Будто вся атмосфера Переполнена, смята дождем, И утрачена мера Пониманья — чего же мы ждем,
Замерев у картины Или глядя ей мысленно вслед… Дождь, устав от рутины, Опрокинул и землю, и свет.
И неистова тяга Испытать этот тайный полет. Нет мучительней блага, Чем фантазий и замыслов плод.
Пусть уводит аллея В нежно-охристой дымке к реке. Мы, о чем-то жалея, Обретаем друг друга в тоске.

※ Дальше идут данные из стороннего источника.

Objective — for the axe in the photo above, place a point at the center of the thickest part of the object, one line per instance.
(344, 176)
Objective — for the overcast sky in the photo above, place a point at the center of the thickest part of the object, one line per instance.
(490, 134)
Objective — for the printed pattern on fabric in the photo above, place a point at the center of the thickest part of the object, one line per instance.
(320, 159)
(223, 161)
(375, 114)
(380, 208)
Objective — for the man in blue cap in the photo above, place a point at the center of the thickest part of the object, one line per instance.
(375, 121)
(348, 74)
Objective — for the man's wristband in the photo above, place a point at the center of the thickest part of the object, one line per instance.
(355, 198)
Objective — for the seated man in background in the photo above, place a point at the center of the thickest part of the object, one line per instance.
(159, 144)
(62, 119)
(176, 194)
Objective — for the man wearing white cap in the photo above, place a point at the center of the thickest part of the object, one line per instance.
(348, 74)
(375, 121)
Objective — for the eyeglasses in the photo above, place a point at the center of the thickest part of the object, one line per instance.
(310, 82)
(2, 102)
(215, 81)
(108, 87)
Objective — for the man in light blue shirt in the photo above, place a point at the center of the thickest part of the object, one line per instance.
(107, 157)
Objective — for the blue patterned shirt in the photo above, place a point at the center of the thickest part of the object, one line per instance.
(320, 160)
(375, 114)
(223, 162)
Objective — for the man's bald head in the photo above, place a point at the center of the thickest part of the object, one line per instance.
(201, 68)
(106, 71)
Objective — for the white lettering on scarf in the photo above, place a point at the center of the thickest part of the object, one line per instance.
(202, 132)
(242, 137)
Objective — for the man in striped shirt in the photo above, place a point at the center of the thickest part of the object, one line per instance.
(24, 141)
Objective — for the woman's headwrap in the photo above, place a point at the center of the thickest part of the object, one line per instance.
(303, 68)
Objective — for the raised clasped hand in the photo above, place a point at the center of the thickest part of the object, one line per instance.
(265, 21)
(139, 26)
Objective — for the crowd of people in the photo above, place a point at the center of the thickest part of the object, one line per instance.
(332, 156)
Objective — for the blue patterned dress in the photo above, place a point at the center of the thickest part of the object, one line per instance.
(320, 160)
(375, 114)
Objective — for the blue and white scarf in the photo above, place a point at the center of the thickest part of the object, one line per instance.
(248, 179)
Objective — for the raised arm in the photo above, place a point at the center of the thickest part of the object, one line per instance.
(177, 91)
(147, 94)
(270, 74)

А героем творенья — На музейный ли, будничный час? — Изменив угол зренья, Может сделаться каждый из нас. * * *
В эту тихую осень дожди удивительно редки. Сад, озябший от ветра, тревожится, как никогда. У моей одинокой, широкой, открытой беседки От былого величья земли — только горечь плода.
На промерзшей дороге застыли следы увяданья. Замирает, как в землю врастает, задумчивый дом. А природа и вправду не знает нужды и страданья: Всё естественно в ней, всё в ней гаснет своим чередом.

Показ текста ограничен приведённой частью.